Identify the $A$ and $B$ in the following reaction. $C{H_3} - CH = C{H_2}\xrightarrow{{HBr}}A\xrightarrow{{KOH\,\,acl}}B$

Answer 1

According to the Saytzeff rule, in dehydrogenation reaction, the preferred product is that alkene which has the greater number of alkyl groups attached to the doubly bonded carbon atoms. This implies that base induced elimination $\left( {{E_2}} \right)$ will lead predominantly.

Complete step by step answer:
In the given reaction we have to find out $A$ and $B$ which can be determine in multi steps
In step$1$: pro-1-ene $\left( {C{H_3} - CH = C{H_2}} \right)$ react with hydrogen bromide $\left( {HBr} \right)$it undergoes addition reaction and give 1-bromopropane $\left( {C{H_3} - C{H_2} - C{H_2} - Br} \right)$ . The formation of 2-bromopropane is due to anti markovnikov rule (according to anti markovnikov rule bromide ion $\left( {\mathop {Br}\limits^ \bullet } \right)$ goes to that carbon atom which has more number of hydrogen).
In step 2: 1-Bromopropane $\left( {C{H_3} - C{H_2} - C{H_2} - Br} \right)$ reacts with alcoholic potassium hydroxide$\left( {KOH\,acl} \right)$ it undergoes dehydrohalogenation reaction and gives pro-1-ene $\left( {C{H_3} - CH = C{H_2}} \right)$.In this reaction alcoholic potassium hydroxide (Alcoholic $KOH$ is more strong base, then aqueous. It is used for preparation alkenes from alkyl halides) act as a reducing agent, it reduces bromopropane to pro-1-ene. This is because removable hydrogen from $\beta -$ carbon and halides from $\alpha -$ carbon atoms in the presence of $acl.\,KOH$result in the formation of alkenes.
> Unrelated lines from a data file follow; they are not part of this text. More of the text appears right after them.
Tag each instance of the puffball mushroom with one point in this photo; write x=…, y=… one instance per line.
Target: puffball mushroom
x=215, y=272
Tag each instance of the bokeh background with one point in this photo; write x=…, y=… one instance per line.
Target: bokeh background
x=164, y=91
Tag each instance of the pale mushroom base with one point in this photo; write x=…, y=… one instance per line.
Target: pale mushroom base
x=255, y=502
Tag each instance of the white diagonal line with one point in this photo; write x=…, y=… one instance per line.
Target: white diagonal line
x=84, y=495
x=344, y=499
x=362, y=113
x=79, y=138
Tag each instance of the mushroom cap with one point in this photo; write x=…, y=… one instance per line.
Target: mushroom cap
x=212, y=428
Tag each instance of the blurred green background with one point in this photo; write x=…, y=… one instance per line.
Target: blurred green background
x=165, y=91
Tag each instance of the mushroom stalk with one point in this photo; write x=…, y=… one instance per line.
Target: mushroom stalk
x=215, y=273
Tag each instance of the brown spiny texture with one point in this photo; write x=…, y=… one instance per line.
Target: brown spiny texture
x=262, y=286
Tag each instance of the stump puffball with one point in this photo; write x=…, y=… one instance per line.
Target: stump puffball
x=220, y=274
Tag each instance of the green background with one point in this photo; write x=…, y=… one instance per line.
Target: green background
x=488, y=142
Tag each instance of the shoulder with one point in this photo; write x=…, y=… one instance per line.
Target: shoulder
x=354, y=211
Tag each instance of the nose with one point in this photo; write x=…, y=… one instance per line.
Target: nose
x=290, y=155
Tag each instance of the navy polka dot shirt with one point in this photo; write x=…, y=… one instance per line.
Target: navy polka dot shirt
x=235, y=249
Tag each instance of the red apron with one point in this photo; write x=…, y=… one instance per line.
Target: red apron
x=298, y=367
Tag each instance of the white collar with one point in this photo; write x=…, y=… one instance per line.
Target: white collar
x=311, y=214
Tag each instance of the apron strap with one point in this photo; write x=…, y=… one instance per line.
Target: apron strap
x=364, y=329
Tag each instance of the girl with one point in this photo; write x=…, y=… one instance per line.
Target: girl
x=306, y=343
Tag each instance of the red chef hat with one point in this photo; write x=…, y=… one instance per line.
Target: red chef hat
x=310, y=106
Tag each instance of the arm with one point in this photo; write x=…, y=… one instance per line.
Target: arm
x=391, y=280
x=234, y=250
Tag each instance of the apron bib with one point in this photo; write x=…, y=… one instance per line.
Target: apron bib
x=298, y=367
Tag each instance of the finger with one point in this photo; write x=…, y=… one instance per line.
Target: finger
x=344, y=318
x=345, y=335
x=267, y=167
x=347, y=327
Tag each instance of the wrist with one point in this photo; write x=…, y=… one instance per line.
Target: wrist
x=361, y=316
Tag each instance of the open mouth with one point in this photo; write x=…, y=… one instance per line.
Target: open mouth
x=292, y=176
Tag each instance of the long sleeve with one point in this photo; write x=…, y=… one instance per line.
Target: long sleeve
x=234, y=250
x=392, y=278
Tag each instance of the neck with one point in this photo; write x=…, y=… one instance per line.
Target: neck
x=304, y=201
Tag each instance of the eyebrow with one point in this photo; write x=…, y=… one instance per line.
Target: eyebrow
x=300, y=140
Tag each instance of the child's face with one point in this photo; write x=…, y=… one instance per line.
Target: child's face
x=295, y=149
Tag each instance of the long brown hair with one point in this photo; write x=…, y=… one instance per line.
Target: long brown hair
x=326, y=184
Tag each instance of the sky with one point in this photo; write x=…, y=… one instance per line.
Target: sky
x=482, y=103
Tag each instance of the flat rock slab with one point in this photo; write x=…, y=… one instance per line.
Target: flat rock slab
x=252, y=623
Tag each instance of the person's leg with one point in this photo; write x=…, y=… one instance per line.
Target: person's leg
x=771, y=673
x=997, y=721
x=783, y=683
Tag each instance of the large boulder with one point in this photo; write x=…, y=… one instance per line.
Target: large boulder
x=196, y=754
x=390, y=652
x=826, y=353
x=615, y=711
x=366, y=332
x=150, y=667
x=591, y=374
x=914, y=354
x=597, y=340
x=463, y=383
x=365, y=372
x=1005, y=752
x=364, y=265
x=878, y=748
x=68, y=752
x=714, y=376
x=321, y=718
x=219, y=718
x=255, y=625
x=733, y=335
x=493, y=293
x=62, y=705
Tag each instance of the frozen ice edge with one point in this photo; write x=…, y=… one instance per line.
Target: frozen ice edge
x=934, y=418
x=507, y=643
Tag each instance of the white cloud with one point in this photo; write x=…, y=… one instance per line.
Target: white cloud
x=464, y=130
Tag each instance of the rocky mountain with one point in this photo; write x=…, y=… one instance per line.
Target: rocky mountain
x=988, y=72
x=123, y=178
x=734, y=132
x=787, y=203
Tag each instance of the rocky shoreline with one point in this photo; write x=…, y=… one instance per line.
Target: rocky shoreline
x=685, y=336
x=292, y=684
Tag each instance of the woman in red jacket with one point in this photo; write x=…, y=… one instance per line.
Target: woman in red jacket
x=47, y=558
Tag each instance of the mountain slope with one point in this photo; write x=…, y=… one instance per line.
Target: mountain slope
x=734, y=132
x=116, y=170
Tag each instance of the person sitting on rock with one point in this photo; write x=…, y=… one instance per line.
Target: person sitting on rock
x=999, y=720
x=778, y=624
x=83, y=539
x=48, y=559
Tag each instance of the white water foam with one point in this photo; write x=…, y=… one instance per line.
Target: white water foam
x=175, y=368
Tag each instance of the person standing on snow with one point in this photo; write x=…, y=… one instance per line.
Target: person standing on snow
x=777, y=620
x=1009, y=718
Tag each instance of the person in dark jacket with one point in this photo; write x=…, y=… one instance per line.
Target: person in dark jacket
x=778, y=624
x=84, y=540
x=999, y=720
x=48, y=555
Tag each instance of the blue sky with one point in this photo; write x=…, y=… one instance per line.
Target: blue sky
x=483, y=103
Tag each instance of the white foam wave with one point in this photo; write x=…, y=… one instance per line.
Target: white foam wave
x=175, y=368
This reaction is known as $\beta -$ elimination reaction.

Note:
$\beta -$Elimination (beta-elimination), a chemical reaction in which atoms or groups are lost from adjacent atoms resulting in formation of a new pi-bond.
Saytzeff’s rule, According to this rule although alkene synthesis leads to form more than one product, the more substituted alkene is the major product.
$HBr$ Breaks into free radicals because the electronegativity of hydrogen and bromine atoms are similar there the charge is partially separated on them in the presence of peroxide.